This past fall, just days after arriving on campus, a bunch of freshman girls in my dorm went and got piercings together. Their excitement and joy reminded me of my own experience getting piercings my freshman year.
To me, piercings are a rite of passage. Aside from being super cute, my piercings are a symbol of my individuality. They’re a celebration the independence I gained from going to college and getting my first paid (on-campus) job. They’re also the beginning of when I began applying “ask for forgiveness, not permission” to more of my interactions with my parents.
I’ve been to three piercing studios around MIT. Here are my experiences from each of them:
Chameleon is a body art studio located in Harvard Square. I went to Chameleon back in January 2019, bundled up in a coat, scarf, and winter hat. My friend Priscilla L. ’20 went with me. We were planning to walk there, but it was incredibly cold (the weather archives tell me the average daily temperature was 6.5 degrees Fahrenheit), so we ended up taking an Uber.
Before coming to MIT, I already had standard lobe piercings. For a while, I had wanted to get more piercings, but faced disapproval from my parents. I bided my time, knowing that I could get as many piercings as I wanted once I went to college. All I would need is ID showing that I’m over 18 and some money to pay for the procedure and jewelry.
Once at MIT, I did some research about where to get pierced, what types of piercings I wanted, and how much it would cost. At most places, it seemed like the piercings I wanted would cost me about $150 dollars. I spent the fall working my first paid on-campus job, which let me save up some money. By January, it was go time!
Priscilla and I went to Chameleon on a special day when walk-ins were allowed (normally you’d need to make an appointment). We showed our IDs, filled out some paperwork, and waited for around 20 minutes. We were assigned a super chill piercer named Owen. He allowed Priscilla and I to be in the piercing room together, which was really comforting.
I got a second lobe piercing (on both ears) and a helix piercing (on my right ear). Priscilla got an industrial piercing, which I thought looked incredibly cool. Owen and the other employees at Chameleon were impressively kind and educational. Chameleon is my favorite of the three body art shops I’ve visited, by far.

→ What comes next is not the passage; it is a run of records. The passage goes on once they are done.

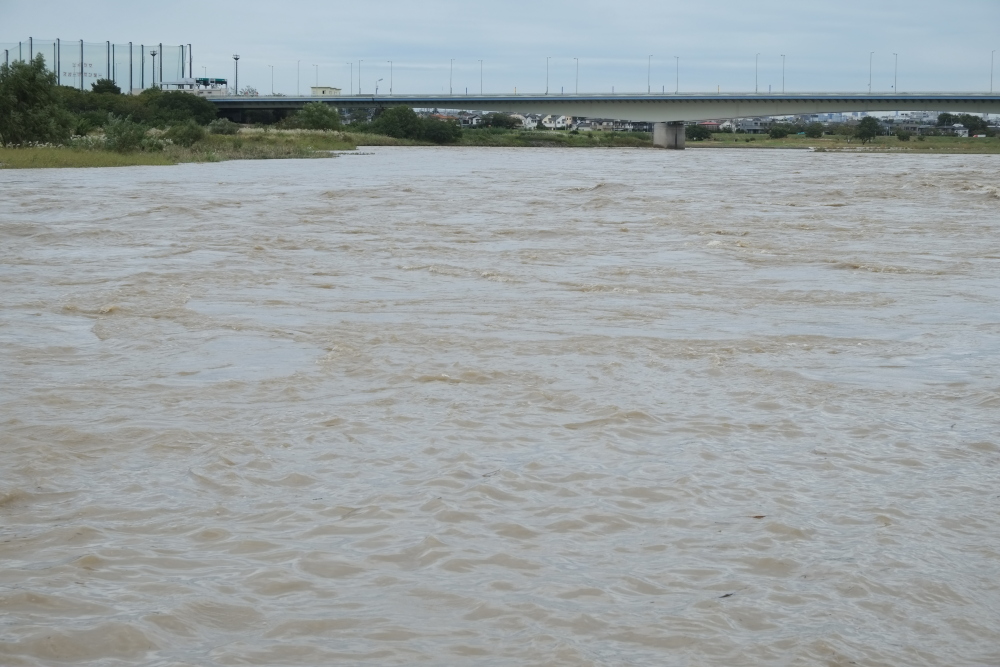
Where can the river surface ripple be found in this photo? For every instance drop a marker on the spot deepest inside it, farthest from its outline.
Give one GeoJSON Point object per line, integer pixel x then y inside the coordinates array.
{"type": "Point", "coordinates": [502, 407]}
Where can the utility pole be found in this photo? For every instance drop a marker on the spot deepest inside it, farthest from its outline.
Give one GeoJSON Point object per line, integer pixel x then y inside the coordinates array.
{"type": "Point", "coordinates": [870, 56]}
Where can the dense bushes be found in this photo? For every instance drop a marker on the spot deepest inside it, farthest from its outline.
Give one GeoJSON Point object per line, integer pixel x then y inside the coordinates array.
{"type": "Point", "coordinates": [29, 108]}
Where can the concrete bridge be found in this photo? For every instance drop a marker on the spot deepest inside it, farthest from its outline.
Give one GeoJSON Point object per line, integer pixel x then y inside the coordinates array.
{"type": "Point", "coordinates": [667, 112]}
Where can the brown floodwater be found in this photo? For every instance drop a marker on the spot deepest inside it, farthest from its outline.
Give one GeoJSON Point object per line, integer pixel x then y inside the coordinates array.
{"type": "Point", "coordinates": [502, 407]}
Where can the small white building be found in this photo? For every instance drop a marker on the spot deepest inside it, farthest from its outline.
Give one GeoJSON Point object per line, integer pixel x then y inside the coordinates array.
{"type": "Point", "coordinates": [325, 91]}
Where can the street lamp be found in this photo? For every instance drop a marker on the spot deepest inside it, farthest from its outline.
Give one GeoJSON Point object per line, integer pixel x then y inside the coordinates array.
{"type": "Point", "coordinates": [870, 56]}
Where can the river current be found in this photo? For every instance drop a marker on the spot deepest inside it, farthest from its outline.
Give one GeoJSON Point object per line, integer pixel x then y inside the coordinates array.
{"type": "Point", "coordinates": [452, 406]}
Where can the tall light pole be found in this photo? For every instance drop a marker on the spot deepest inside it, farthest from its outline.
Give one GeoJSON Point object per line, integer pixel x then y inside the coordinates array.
{"type": "Point", "coordinates": [870, 56]}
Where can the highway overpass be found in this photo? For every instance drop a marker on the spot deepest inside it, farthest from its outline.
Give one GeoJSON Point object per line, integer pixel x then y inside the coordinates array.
{"type": "Point", "coordinates": [668, 112]}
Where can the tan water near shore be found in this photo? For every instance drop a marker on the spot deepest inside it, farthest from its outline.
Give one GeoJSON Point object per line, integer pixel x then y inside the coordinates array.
{"type": "Point", "coordinates": [502, 407]}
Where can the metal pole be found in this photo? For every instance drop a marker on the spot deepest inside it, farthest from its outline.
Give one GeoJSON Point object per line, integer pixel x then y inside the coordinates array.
{"type": "Point", "coordinates": [870, 56]}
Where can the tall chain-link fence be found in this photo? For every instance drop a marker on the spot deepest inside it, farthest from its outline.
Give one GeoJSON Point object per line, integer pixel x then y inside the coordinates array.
{"type": "Point", "coordinates": [131, 66]}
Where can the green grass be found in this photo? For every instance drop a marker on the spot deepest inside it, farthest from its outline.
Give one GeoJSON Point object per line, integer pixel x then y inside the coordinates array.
{"type": "Point", "coordinates": [56, 157]}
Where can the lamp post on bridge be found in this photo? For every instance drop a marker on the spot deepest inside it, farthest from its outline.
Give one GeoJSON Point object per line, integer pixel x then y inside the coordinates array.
{"type": "Point", "coordinates": [870, 56]}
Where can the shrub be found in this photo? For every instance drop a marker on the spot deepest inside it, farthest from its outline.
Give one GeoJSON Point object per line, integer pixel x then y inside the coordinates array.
{"type": "Point", "coordinates": [441, 131]}
{"type": "Point", "coordinates": [186, 134]}
{"type": "Point", "coordinates": [223, 126]}
{"type": "Point", "coordinates": [29, 107]}
{"type": "Point", "coordinates": [123, 136]}
{"type": "Point", "coordinates": [316, 116]}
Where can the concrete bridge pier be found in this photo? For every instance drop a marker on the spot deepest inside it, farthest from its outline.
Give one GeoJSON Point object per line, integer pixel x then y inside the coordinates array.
{"type": "Point", "coordinates": [669, 135]}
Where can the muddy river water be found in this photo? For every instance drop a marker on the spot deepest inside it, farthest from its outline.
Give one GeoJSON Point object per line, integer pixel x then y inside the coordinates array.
{"type": "Point", "coordinates": [502, 407]}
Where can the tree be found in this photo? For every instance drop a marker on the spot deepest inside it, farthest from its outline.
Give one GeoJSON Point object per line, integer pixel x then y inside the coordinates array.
{"type": "Point", "coordinates": [399, 122]}
{"type": "Point", "coordinates": [868, 129]}
{"type": "Point", "coordinates": [317, 116]}
{"type": "Point", "coordinates": [29, 107]}
{"type": "Point", "coordinates": [105, 86]}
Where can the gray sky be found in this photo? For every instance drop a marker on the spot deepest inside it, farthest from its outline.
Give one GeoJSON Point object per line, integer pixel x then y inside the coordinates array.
{"type": "Point", "coordinates": [941, 46]}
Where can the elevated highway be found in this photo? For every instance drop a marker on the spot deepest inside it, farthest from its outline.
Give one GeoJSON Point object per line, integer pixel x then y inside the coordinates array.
{"type": "Point", "coordinates": [668, 112]}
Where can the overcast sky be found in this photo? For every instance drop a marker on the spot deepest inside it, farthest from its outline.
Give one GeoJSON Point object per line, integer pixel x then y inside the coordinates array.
{"type": "Point", "coordinates": [942, 46]}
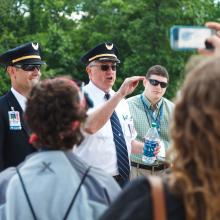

After getting the piercings, Priscilla and I bundled up again to go back into the January cold. I wore my hat lopsided, keeping my right ear away from the fabric to avoid the new jewelry from catching and getting stuck. I was too excited about finally getting more piercings to care about how silly I looked.
I was only successful at keeping my piercings a secret for about two weeks. My mom saw them when I FaceTimed her and forgot to cover my ears. She’s come around now, but at the time she was pretty mad. I was extra pleased; the parental disapproval honestly kind of added to the whole experience.
Stingray is located in Allston, down and across the river from MIT.
I went to Stingray with Priscilla in June 2019. To get there, we took the Green Line from our summer housing at tEp in Back Bay.
When I arrived, I intended to just ask for a simple “jewelry replacement” for the helix piercing I got at Chameleon. Ordinarily, this would mean that the piercers would swap out the original piece in the piercing for something else, which can be hard to do by yourself for piercings not on the earlobe. However, the piercers inspected my ear and recommended I give the piercing a few more weeks to heal before doing a jewelry replacement.
I then spontaneously decided to get a second helix piercing, just below the first one. Priscilla got three lobe piercings on the same ear she got her industrial. It looks so good.
I did not have a positive experience at Stingray. Unlike at Chameleon, Priscilla and I had to go into the piercing room separately (this wasn’t that bad, but made it less fun). The actual piercing hurt tremendously and it bled for about an hour after the procedure (these are not necessarily Stingray’s fault). To make things worse, the piercing stayed inflamed for about two weeks. I went to Chameleon for them to take a look at it and they informed me that Stingray had used a larger-than-standard sized piece of jewelry in my ear. This was easily resolved by swapping to a smaller piece, but I still felt blindsided. Someone later told me it is a sort of rite of passage in Boston to get a piercing messed up at Stingray (oof!).
Lucky’s has several locations in Massachusetts, one of which is in Central Square, just a quick walk from MIT.
I went to Lucky’s twice last August, once to look at their selection of jewelry and again to get a jewelry replacement for my helix piercing.
The people at Lucky’s were super nice and helpful. I had a lot of different questions about the jewelry they had, which they patiently and clearly explained. Moreover, they always allow for walk-ins, which was great since I could just walk over from the Media Lab (where I was UROPing) during my lunch break.
Lucky’s also had a much larger variety of jewelry than any of the other spots I visited. At Chameleon, to get the same earring I got at Lucky’s, I would need to place an order and wait a few weeks for it to arrive. At Lucky’s, the longest part of the wait was standing in line to pay. I found the exact piece I was hoping for!